On the face of it, an unavoidable 1kB overhead on every connection would seem like a license to not care so much about saving a 10 or 20 bytes in the response header. I don't want to fall into that trap, though. For one thing, TLS session resumption might become a much more widely supported feature in the future, in which case the overhead might become a lot lower. For another, it's possible that some people (e.g. retrocomputing fans) might want to run Gemini unencrypted. Rest assured this will be in violation of the spec, but folks doing it will be guilty of precisely the same sin that I'm guilty of for including TLS support in VF-1, so I can't really complain. So long as they do it on some non-standard port, that's their perogative.

So, I'm still in favour of mandating TLS, but a lot of reading and a lot of care is going to be needed to specify using it in a way that minimises overhead. All part of the fun.

There's another kind of overhead associated with TLS, beyond the network traffic, and that's the implementation overhead. This is a big concern of rain, who points out that it's totally impractical for individual programmers to implement TLS (I fully agree), that they will need to use libraries, and that it violates the spirit of gopher to make the implementation so complex that a normal programmer can't implement it in a weekend.

Rain's 2019-06-08 post on encrypting gopher

I'm hugely sympathetic to these concerns. One of the stated design criteria for Gemini in the FAQ is that:

A client comfortable for daily use which implements every single protocol feature should be a feasible weekend programming project for a single developer.

I don't think that relying on TLS conflicts with this. High-level TLS support is now present in the standard libraries for Python and Go. I am sympathetic to developers who like to avoid third-party dependencies at all costs (VF-1 only "softly" depends on chardet), but not using the *standard library* of your language doesn't make a lot of sense. Here's how to do a TLS connection in Python 3, assuming the variable `s` is a regular TCP socket, already connected, of exactly the kind you'd need to construct if Gemini didn't depend on tls:

import ssl

context = ssl.create_default_context()
s = context.wrap_socket(s)

It's three additional lines of code. Yes, this uses all the default settings and you are trusting the Python standard library developers to have chosen sane and secure defaults. Even if you think you know better than them and want to manually specify some things, you're not talking about more than 10 lines of code total in all likelihood. Python might be ahead of the game here (I honestly don't know), and this might be trickier in other languages, but I strongly suspect it's only going to get easier, on average, over time. Hopefully it will also get easier to link these languages against OpenBSD's LibreSSL instead of OpenSSL, so that the amount of code and the complexity of code this pulls in will decrease..

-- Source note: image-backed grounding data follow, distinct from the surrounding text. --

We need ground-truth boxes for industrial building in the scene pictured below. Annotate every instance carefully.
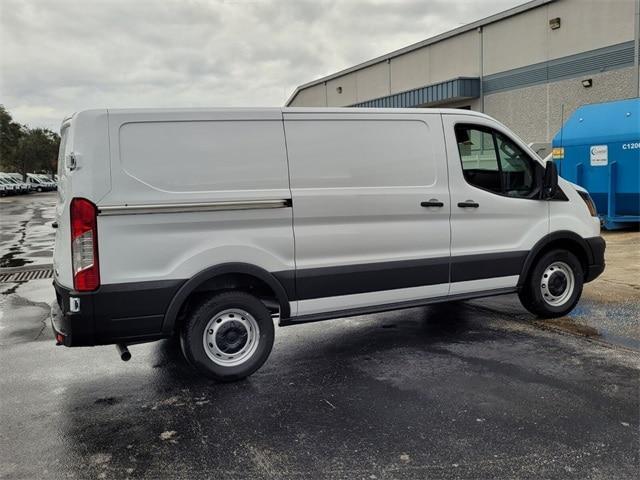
[286,0,640,147]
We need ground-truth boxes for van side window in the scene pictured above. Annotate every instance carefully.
[495,132,535,197]
[455,125,537,198]
[455,126,501,194]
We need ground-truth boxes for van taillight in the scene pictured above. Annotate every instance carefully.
[70,198,100,291]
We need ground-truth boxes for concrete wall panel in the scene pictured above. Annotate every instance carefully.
[289,84,326,107]
[547,0,636,60]
[356,62,390,102]
[429,30,481,83]
[483,6,548,75]
[390,47,430,94]
[484,83,549,143]
[327,72,357,106]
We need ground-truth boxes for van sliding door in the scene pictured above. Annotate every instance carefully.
[283,112,451,317]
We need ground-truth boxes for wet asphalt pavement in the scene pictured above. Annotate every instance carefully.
[1,193,639,479]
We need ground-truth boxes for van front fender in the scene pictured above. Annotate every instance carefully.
[517,230,597,288]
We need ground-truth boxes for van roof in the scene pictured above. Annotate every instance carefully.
[63,107,492,129]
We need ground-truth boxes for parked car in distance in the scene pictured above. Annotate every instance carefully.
[40,174,58,190]
[0,178,11,196]
[51,107,605,382]
[0,177,17,195]
[0,175,30,194]
[26,173,56,192]
[34,174,57,190]
[26,174,45,192]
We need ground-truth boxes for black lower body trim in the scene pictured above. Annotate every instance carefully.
[451,251,527,282]
[584,236,606,283]
[279,287,516,326]
[276,251,528,302]
[291,257,449,301]
[53,279,184,346]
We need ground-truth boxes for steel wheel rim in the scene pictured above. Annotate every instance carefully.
[540,261,575,307]
[203,309,260,366]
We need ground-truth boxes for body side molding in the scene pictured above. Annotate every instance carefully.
[274,251,529,302]
[98,199,292,216]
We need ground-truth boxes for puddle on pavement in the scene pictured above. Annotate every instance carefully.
[0,202,54,268]
[1,283,21,296]
[536,314,640,351]
[536,317,600,337]
[1,220,32,268]
[0,293,50,345]
[0,249,33,268]
[470,294,640,351]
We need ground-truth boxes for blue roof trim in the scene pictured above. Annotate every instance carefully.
[351,77,480,108]
[484,41,635,94]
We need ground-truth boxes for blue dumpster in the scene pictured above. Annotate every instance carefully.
[552,98,640,230]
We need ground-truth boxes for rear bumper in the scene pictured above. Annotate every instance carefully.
[584,236,606,283]
[52,279,183,347]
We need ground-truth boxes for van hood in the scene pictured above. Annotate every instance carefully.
[566,180,588,194]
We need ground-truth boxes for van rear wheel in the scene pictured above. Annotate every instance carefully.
[180,291,274,381]
[518,249,584,318]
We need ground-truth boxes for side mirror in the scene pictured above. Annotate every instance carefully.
[542,161,559,199]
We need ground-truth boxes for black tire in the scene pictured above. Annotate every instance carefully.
[179,291,274,381]
[518,249,584,318]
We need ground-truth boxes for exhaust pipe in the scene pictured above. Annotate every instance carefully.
[116,344,131,362]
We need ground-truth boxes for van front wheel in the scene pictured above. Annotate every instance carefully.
[180,291,274,381]
[518,249,584,318]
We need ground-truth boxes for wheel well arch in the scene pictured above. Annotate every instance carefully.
[518,231,592,288]
[162,263,291,335]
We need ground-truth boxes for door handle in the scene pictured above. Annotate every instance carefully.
[421,200,444,208]
[51,221,58,229]
[457,201,479,208]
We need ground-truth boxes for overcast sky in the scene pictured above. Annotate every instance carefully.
[1,0,526,131]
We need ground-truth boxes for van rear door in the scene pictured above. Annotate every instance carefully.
[53,110,111,289]
[53,119,72,287]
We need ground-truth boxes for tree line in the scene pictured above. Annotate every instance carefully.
[0,105,60,180]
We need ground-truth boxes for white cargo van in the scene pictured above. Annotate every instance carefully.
[51,108,605,381]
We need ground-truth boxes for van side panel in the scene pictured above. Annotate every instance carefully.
[98,111,295,288]
[284,112,451,316]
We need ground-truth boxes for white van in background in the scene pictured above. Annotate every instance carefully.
[26,173,56,192]
[0,174,30,194]
[0,177,15,195]
[51,108,605,381]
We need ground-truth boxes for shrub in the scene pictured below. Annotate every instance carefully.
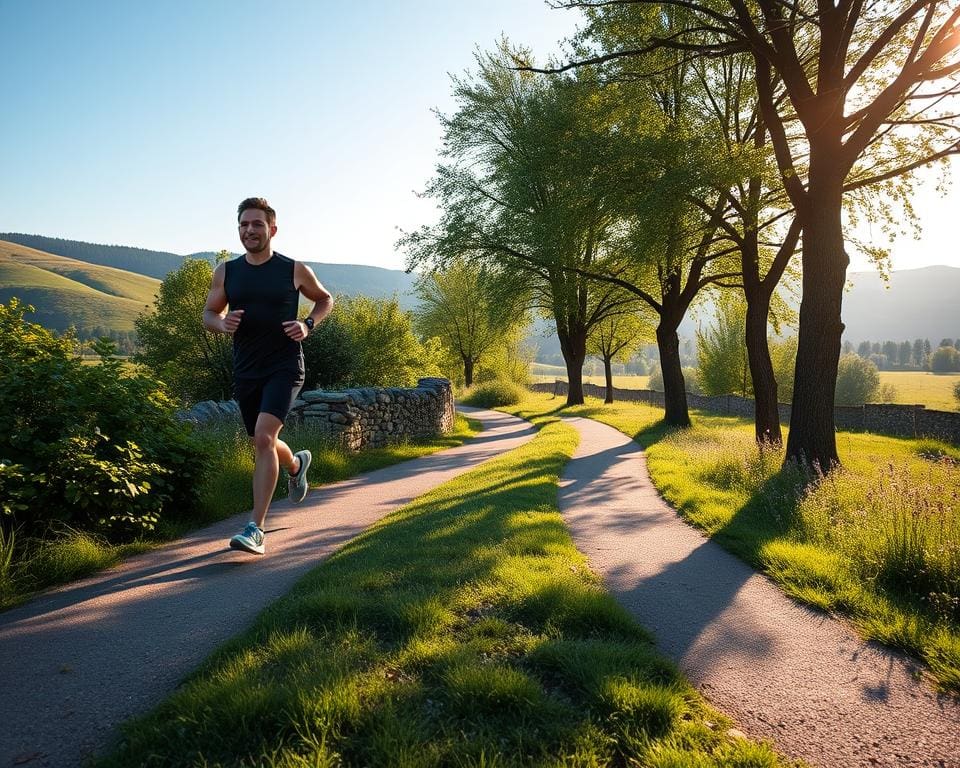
[460,380,525,408]
[954,380,960,408]
[0,300,208,540]
[835,353,880,406]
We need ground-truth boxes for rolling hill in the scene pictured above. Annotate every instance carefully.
[0,234,417,305]
[1,233,957,353]
[0,240,160,331]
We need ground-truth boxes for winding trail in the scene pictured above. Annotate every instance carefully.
[3,409,959,767]
[558,415,960,768]
[0,409,535,768]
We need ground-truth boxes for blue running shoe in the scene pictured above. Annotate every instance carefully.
[229,521,265,555]
[288,449,312,503]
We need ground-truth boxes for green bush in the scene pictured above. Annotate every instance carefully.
[835,352,880,406]
[0,300,208,540]
[460,380,525,408]
[954,380,960,407]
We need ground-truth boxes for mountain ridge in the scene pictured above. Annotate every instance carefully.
[0,233,957,348]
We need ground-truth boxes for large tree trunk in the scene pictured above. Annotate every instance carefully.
[786,158,846,469]
[558,327,587,406]
[656,321,690,427]
[603,355,614,403]
[745,287,782,445]
[463,357,474,388]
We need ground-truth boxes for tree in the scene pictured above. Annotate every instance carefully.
[930,345,960,372]
[300,309,356,391]
[413,259,527,387]
[587,308,652,402]
[552,0,960,468]
[401,46,638,406]
[914,338,927,368]
[857,340,872,359]
[697,298,750,397]
[898,340,914,370]
[835,353,880,406]
[882,340,900,367]
[953,380,960,407]
[135,256,232,403]
[770,335,798,404]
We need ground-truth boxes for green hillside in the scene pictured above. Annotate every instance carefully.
[0,240,159,332]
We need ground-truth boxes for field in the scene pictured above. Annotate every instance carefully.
[878,371,960,411]
[532,363,960,412]
[0,239,160,331]
[530,362,651,390]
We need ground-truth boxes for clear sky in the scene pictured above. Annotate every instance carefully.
[1,0,957,273]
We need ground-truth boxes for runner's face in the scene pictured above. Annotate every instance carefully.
[238,210,276,254]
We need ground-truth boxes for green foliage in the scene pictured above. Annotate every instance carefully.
[0,299,207,540]
[301,308,357,390]
[334,295,441,388]
[414,259,529,387]
[931,345,960,373]
[135,258,233,403]
[954,380,960,407]
[696,300,749,396]
[835,353,880,406]
[459,380,525,408]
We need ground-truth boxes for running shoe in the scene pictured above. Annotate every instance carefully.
[229,521,265,555]
[288,449,312,503]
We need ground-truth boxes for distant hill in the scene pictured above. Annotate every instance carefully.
[0,234,417,306]
[840,265,960,344]
[0,239,160,332]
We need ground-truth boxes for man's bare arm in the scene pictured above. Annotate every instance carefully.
[203,262,244,333]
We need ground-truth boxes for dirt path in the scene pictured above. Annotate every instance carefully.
[557,416,960,768]
[0,408,535,768]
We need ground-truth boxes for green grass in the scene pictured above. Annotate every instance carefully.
[509,392,960,693]
[878,371,960,411]
[0,415,481,612]
[96,412,791,767]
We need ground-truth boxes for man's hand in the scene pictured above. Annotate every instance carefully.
[221,309,244,334]
[282,319,308,341]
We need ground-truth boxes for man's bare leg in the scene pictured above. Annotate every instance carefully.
[251,412,300,529]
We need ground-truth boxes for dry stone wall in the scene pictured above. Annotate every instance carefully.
[177,378,455,452]
[290,377,454,451]
[534,380,960,445]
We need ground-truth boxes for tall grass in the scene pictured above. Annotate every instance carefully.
[513,392,960,692]
[96,416,789,767]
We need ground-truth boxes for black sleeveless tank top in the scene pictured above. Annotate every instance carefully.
[224,252,304,379]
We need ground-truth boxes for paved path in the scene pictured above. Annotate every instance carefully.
[558,416,960,768]
[0,408,535,768]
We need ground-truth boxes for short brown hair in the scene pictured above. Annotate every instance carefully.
[237,197,276,225]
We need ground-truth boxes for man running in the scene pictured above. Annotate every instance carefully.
[203,197,333,554]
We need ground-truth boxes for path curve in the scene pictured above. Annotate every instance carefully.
[0,408,535,768]
[558,416,960,768]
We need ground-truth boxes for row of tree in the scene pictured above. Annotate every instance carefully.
[848,338,960,371]
[401,2,960,469]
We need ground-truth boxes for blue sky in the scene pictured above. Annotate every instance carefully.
[1,0,957,273]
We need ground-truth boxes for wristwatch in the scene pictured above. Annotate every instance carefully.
[303,317,315,330]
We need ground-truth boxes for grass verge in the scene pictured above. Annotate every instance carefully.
[95,412,793,767]
[0,414,480,612]
[509,392,960,693]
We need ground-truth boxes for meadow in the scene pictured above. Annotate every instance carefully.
[531,363,960,412]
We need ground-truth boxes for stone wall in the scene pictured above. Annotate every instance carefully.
[177,378,456,451]
[289,377,455,451]
[533,380,960,445]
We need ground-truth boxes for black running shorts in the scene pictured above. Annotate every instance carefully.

I completely understand the decreased feeling of satisfaction and self-sufficiency that comes from having critical functionality provided by a large chunk of complex code that you didn't write yourself. Though, let's be honest with ourselves - gopher clients which don't have to worry about TLS are still sitting atop the OSes TCP/IP stack, DNS library, filesystem and a bunch of other stuff that the average person has no hope of implementing well in a weekend. I don't see that relying on your programming language's standard library is cheating any more than relying on your operating system is.

I'd love a simpler, lighter alternative, but realistically I don't see any which is going to do the job. Rolling your own crypto is fraught with peril. SSL libraries may be large and complex, but they exist in just about any language and they are used and tested by a lot of people, many of whom know more about what they are doing than the average developer who might implement Gemini. Anything else is almost guaranteed to be less portable and less well vetted. I'm open to concrete suggestions if anybody has them, but for now I still think TLS is our best bet.